GOP Senate candidate Martha McSally's office removes video of her praising DACA
Posted June 7, 2018 11:03 a.m. EDT
(CNN) — The office of Arizona Republican Rep. Martha McSally has removed from public view a video on YouTube of her defending the Deferred Action for Childhood Arrivals program, or DACA.
McSally is currently running in the Republican primary to replace retiring Sen. Jeff Flake against former state senator Kelli Ward and former Maricopa County Sheriff Joe Arpaio, who are both hardliners on immigration.
A press release from her office in June 2017, before her Senate bid, highlighted McSally's questioning of then-Homeland Security Secretary John Kelly about immigration and border issues at a House committee hearing.

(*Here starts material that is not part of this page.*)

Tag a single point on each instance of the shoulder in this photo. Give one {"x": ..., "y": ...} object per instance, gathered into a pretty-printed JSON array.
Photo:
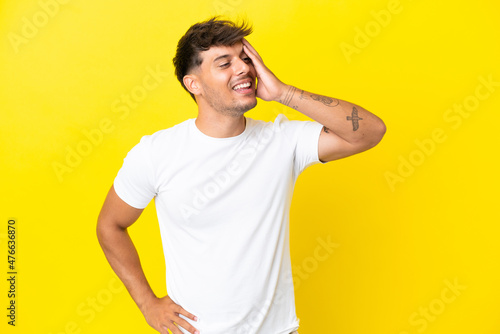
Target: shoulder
[{"x": 166, "y": 136}]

The release said that McSally questioned Kelly on the department's plan to address DACA, and whether Kelly could assure her that DACA recipients would be protected from deportation.

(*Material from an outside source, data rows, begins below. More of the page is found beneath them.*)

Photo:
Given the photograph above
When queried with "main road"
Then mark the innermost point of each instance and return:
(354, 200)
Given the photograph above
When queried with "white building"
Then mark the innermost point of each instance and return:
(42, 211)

"These children were brought here at no fault of their own. In Arizona, there are 57,000 of them," McSally said in the release. "Uncertainty brings fear to my constituents in this position. Can you assure me that they will be protected?"
Kelly assured her they would not be targeted for deportation.

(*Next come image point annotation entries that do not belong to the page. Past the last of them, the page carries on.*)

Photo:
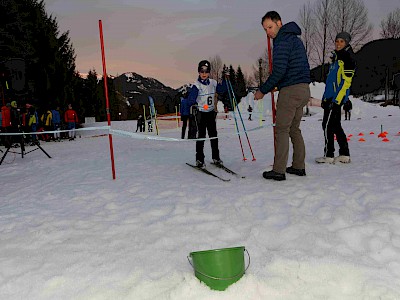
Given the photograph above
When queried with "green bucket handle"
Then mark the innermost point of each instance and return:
(216, 278)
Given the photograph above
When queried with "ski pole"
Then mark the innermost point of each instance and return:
(234, 116)
(240, 115)
(272, 92)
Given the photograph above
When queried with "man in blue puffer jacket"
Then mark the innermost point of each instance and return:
(291, 75)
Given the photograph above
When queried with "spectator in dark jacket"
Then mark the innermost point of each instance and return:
(185, 112)
(56, 122)
(6, 124)
(291, 75)
(250, 110)
(140, 124)
(71, 118)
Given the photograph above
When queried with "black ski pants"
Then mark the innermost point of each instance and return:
(184, 120)
(332, 126)
(206, 122)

The press release embedded a YouTube video of that interaction below a line that says, "to watch the exchange from the hearing, click below," but the YouTube video has since been made unavailable for viewing, meaning the video has been made private or deleted. Two other videos from the hearing also included in the press release, neither DACA-related, are still available and online.
Representatives of McSally's office and her Senate campaign did not respond to CNN's multiple requests for comment.
Videos embedded in press releases put out by McSally's congressional office are hosted on a YouTube account managed by her office. If a video was removed by a third party, then YouTube would indicate that is what happened.
In April 2017, McSally co-sponsored legislation that would provide legal status to some children of undocumented immigrants, but after deciding to run for senate in Arizona, she asked that she be removed as a co-sponsor last month.
She has since co-authored a more conservative bill which would not include a path to citizenship for DACA eligible immigrants and would also curb legal immigration numbers.